While H5N1 influenza viruses are responsible for a relatively low number of human infections each year, the high case fatality associated with human infection and potential for these viruses to acquire a transmissible phenotype and cause a pandemic renders this virus subtype a formidable public health threat. The expanding host range and geographic spread of this virus subtype further underscores the need to study this virus subtype (Munster and Fouchier, 2009). As discussed in this review, both viral and host factors contribute to the pathogenesis of H5N1 viruses in mammalian species. A greater understanding of the virus–host interactions which confer a highly pathogenic phenotype is essential to best prepare for and respond to future influenza pandemics.

It is important to note that H5N1 viruses are not the only avian virus subtype associated with human infection and death. H7 subtype viruses have caused over 100 confirmed or presumed human infections, with one lethality (Belser et al., 2009a). Similar to H5N1 viruses, HPAI H7 viruses are capable of efficient replication and systemic spread in mice and ferrets (Belser et al., 2007). Furthermore, many of the molecular correlates of virulence identified for H5N1 viruses in mammalian species are also found for HPAI H7N7 viruses (de Wit et al., 2010; Munster et al., 2007). LPAI H9N2 viruses have also caused sporadic human infections, but do not cause severe disease in laboratory mammalian models (Lu et al., 2001; Peiris et al., 1999; Wan et al., 2008).
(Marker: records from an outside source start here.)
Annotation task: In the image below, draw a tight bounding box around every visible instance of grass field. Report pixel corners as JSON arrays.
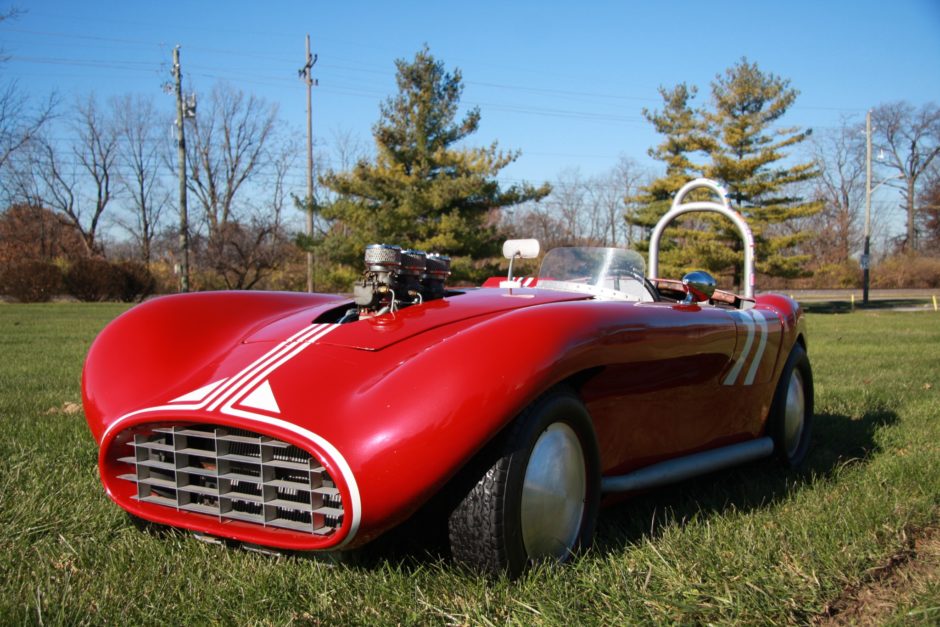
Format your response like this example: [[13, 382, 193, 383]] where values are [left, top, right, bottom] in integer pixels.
[[0, 304, 940, 625]]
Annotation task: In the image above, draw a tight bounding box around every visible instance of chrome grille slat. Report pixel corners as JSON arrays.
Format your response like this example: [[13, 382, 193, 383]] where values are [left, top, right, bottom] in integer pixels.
[[116, 425, 343, 536]]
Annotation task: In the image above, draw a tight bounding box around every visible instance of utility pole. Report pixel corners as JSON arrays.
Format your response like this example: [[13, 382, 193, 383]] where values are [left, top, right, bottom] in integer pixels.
[[861, 109, 871, 305], [297, 33, 317, 292], [173, 46, 189, 292]]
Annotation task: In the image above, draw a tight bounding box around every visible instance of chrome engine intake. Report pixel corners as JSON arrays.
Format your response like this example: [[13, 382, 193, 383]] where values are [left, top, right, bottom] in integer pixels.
[[354, 244, 450, 322]]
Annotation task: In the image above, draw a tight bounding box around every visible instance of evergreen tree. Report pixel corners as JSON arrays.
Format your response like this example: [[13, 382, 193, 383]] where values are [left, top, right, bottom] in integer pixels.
[[647, 59, 822, 283], [322, 46, 550, 279]]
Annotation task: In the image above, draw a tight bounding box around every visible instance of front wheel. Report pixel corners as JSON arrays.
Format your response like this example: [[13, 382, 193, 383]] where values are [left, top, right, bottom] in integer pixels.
[[449, 390, 600, 577], [767, 344, 813, 468]]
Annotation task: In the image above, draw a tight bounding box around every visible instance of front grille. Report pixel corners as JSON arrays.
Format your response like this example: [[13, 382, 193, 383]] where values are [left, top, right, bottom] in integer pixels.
[[118, 425, 343, 536]]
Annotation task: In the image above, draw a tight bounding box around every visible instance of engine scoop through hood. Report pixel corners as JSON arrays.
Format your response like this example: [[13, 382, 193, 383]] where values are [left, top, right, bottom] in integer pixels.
[[243, 289, 590, 351]]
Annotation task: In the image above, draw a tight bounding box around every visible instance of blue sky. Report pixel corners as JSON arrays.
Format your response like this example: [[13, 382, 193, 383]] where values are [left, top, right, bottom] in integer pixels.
[[0, 0, 940, 191]]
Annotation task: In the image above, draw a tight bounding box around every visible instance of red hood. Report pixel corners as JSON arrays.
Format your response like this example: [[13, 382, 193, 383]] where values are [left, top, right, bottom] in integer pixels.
[[244, 289, 589, 351]]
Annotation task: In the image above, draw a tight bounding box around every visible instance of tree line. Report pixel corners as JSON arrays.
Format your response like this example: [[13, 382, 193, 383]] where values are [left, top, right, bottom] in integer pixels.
[[0, 36, 940, 300]]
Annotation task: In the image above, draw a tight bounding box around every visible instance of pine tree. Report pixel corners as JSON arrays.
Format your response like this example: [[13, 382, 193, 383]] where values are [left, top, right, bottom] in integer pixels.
[[322, 46, 550, 278], [632, 59, 822, 284]]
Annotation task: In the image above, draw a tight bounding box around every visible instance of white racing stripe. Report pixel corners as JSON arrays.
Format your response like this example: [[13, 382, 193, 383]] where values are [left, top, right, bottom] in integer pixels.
[[101, 324, 362, 548], [722, 310, 769, 385], [744, 312, 769, 385]]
Nevertheless, similar to other HPAI virus subtypes, the contribution of the PB2 gene and position 627 to mammalian virulence is maintained in H9N2 viruses (Li et al., 2012). While not typically associated with human disease, many other virus subtypes can productively infect mammalian species and have the capacity to support a highly pathogenic phenotype (Gillim-Ross et al., 2008; Veits et al., 2012).
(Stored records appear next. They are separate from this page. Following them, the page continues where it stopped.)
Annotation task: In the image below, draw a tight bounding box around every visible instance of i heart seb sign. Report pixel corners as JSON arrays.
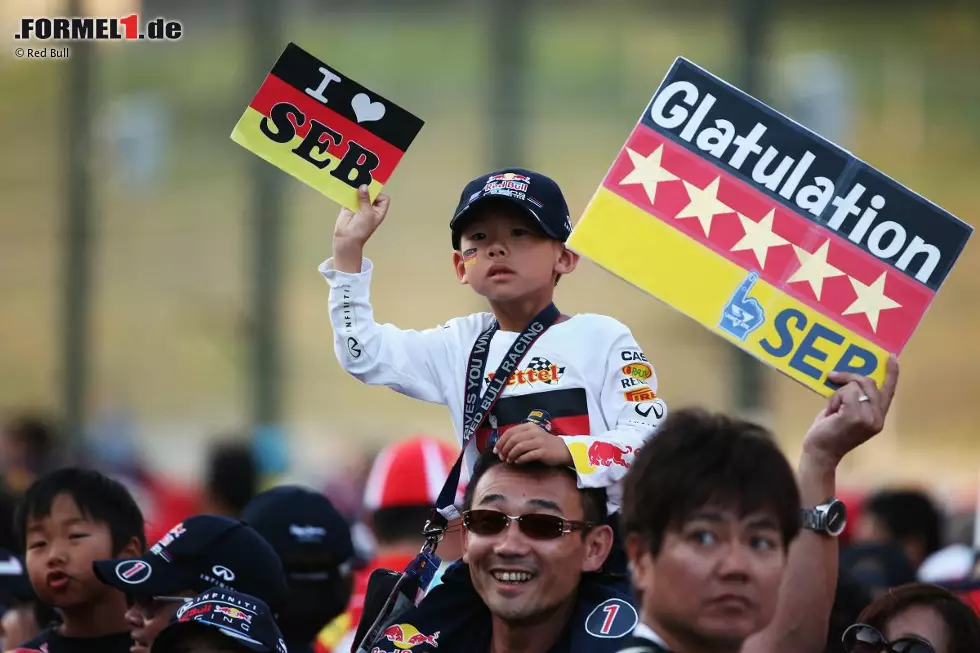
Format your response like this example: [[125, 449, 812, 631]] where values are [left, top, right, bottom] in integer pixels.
[[231, 43, 423, 210]]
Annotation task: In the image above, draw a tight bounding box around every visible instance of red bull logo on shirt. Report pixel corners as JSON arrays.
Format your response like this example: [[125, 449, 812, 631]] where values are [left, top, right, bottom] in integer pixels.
[[623, 363, 653, 381], [589, 440, 633, 469], [381, 624, 439, 650], [623, 388, 657, 401]]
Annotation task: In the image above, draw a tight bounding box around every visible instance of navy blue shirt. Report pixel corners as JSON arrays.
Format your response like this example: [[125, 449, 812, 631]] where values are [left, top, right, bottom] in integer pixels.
[[368, 564, 638, 653]]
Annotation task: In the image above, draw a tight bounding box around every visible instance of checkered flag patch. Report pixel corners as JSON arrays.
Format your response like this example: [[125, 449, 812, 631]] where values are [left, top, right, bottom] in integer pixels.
[[527, 356, 564, 385]]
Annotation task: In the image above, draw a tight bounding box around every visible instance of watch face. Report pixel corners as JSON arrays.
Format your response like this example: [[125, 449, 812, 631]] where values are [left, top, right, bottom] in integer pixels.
[[827, 501, 847, 536]]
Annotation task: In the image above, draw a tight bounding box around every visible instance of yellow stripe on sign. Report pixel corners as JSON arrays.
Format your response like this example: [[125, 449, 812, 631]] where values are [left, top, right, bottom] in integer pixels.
[[568, 188, 888, 396], [231, 107, 383, 210]]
Our understanding of the molecular basis of H5N1 virulence has improved dramatically in the past few years. However, the continued evolution of HPAI H5N1 viruses over the past decade has resulted in the emergence of numerous phylogenetic groups (WHO/OIE/FAO, 2012); future study will be needed to determine additional potential genetic changes which contribute to mammalian pathogenesis. The recent discovery of a twelfth influenza virus protein coded by an alternate reading frame of PA, termed PA-X, has been shown to modulate host responses to infection; future work is needed to determine the potential role of this protein in H5N1 viral pathogenesis (Jagger et al., 2012). Continued study of previous pandemic strains may also further our ability to best assess the pandemic potential of H5N1 and other avian influenza viruses.